Take Edward P. Jones’s story, A Butterfly on F Street, which covers just five pages, and made me realize just how similar fiction and legal writing can be—and how keeping the elements of fiction in mind when it comes to your legal writing can actually help you provide excellent client service in terms of legal writing that works.
Here’s what I found:
Fact Patterns and Legal Argument
In fiction, facts tend to take the shape of back story. So, too, in law practice. Here’s the first sentence of “Butterfly”:
The man Mildred Harper was legally married to for twenty-seven years had been dead and buried five months when, standing on an F Street traffic median, she came upon the woman her husband had lived with for the last two years of his life.
The facts are Mildred’s 27-year marriage, her husband’s infidelity, his death, and Mildred’s grief. Jones builds the foundation of his story with these facts, just as we (as lawyers) use facts to build the foundation of our arguments.
On the other hand, the here-and-now, as I call it, is the world that Jones the fiction writer needs us to believe in, if we’re going to take his writing seriously. The here-and-now is analogous to the legal argument we want the judge to believe.
The back story—the marriage, the infidelity, the death and grief—is woven into the here-and-now, which is Mildred standing there on the F Street traffic median. Mildred’s actually doing something, she’s a real character in the world, and when she comes “face to face,” as Jones writes, with the other woman, it’s all the more believable.
Point of View
Jones writes from Mildred Harper’s point of view—not first person, but a relatively close third person, which is exactly how you write for your client, furthering the believability of your legal writing.
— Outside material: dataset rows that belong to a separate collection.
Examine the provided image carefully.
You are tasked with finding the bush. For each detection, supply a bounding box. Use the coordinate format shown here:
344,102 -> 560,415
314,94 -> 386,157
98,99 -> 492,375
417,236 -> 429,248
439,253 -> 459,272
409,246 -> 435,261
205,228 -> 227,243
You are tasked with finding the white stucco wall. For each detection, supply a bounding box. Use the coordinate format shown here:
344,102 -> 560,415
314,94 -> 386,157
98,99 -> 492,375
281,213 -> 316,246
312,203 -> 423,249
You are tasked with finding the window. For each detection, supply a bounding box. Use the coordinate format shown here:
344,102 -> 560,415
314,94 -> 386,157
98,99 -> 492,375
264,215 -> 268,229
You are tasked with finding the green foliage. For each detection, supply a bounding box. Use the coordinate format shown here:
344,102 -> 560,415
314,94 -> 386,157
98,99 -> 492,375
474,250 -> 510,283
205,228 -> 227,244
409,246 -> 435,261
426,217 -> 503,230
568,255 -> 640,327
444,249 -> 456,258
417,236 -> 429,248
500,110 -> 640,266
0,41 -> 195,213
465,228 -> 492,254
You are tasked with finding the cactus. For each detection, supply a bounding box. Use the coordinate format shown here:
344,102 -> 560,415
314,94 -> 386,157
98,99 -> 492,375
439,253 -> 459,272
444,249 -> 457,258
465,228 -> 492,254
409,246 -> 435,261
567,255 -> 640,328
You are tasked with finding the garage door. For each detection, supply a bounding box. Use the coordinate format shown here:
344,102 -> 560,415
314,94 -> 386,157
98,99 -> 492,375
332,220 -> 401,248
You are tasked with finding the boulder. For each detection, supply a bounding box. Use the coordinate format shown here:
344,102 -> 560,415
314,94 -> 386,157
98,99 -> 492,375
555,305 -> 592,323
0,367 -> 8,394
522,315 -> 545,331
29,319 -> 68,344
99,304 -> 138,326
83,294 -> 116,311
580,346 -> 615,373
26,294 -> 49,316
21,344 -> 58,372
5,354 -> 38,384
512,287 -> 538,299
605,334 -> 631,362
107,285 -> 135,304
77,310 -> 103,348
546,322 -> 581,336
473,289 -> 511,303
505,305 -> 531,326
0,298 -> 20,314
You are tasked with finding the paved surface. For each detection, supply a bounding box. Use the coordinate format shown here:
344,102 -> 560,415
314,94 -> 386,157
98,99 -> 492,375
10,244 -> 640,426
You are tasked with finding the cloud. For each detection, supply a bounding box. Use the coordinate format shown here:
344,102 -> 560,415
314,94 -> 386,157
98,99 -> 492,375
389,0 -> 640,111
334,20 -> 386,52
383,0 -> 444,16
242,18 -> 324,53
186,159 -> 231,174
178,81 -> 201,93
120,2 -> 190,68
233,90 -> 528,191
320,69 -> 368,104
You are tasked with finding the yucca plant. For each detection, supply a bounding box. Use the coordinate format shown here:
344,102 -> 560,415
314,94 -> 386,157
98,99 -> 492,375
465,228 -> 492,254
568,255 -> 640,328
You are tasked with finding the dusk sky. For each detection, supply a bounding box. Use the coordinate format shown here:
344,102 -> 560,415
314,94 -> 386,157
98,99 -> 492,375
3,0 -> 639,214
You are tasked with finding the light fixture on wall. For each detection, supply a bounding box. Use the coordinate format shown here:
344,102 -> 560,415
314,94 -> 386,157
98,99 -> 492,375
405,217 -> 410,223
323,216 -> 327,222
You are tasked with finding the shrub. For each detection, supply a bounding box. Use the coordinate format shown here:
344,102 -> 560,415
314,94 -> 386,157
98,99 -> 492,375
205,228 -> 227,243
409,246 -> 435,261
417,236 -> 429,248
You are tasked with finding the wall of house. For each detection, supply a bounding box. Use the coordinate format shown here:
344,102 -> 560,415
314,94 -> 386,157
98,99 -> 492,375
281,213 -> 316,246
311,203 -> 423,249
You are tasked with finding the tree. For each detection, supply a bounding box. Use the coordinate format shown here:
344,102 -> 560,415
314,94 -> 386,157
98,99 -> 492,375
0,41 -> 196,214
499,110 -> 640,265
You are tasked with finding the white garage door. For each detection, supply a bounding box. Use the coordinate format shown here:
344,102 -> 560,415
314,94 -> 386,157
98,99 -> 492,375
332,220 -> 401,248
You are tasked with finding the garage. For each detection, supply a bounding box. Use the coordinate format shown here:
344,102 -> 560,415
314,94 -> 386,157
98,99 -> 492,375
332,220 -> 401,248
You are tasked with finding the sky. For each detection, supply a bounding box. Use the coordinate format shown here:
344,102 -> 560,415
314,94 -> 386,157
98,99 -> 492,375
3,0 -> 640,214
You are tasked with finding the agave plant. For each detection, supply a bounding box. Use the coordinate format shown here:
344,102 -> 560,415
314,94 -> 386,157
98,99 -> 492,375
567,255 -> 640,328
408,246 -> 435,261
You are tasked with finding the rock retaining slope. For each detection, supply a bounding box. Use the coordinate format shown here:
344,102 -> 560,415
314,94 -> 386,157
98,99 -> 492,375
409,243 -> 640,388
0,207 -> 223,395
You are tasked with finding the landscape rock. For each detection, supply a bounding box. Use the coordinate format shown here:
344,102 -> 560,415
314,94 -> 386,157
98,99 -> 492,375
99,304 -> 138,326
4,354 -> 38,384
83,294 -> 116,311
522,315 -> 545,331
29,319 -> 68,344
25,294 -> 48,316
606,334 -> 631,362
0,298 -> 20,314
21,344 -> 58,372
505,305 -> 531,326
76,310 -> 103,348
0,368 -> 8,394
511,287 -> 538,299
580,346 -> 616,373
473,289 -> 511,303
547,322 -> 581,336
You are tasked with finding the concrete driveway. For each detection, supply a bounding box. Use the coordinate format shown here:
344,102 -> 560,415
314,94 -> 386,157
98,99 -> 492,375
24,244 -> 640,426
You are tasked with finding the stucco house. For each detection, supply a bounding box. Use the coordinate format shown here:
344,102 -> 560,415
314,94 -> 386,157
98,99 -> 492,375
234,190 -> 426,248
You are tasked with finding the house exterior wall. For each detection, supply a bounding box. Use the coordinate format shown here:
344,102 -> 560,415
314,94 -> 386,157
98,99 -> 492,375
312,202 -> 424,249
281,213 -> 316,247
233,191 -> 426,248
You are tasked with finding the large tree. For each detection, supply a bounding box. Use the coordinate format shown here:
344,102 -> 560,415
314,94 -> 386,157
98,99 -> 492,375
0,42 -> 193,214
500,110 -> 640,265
Jones does not assume the role of an all-knowing, omniscient narrator. Rather, he writes for Mildred, his character, who feels grief and loss and struggles to understand it as she confronts the other woman.
As in “Butterfly,” you will not put yourself in your argument. You don’t write, “My client deserves compensation because I believe it would be a just result.” You state why your client deserves compensation based on the facts and the law and then you get out of the way and write from your client’s point of view.
In a story that includes big themes like marriage and heartbreak and mortality, Jones could easily have overwritten Mildred’s part by including much more back story than he did, Mildred going on and on about how bad she feels that her husband left her. Jones could have doubled the size of the story with moments plucked from her lengthy marriage, driving the point home to the reader that, indeed, Mildred’s lost her marriage and her husband and all is not well.
But that wasn’t essential to the story.
What was essential was the one moment in time when Mildred confronts the other woman on F Street after all the bad stuff has happened and Mildred is trying to “get far enough away from insanity’s doorstep to see hope.”
Come to think of it, the lives of some of our clients resemble Mildred’s.
There’s no reason why you cannot write Mildred like Jones does.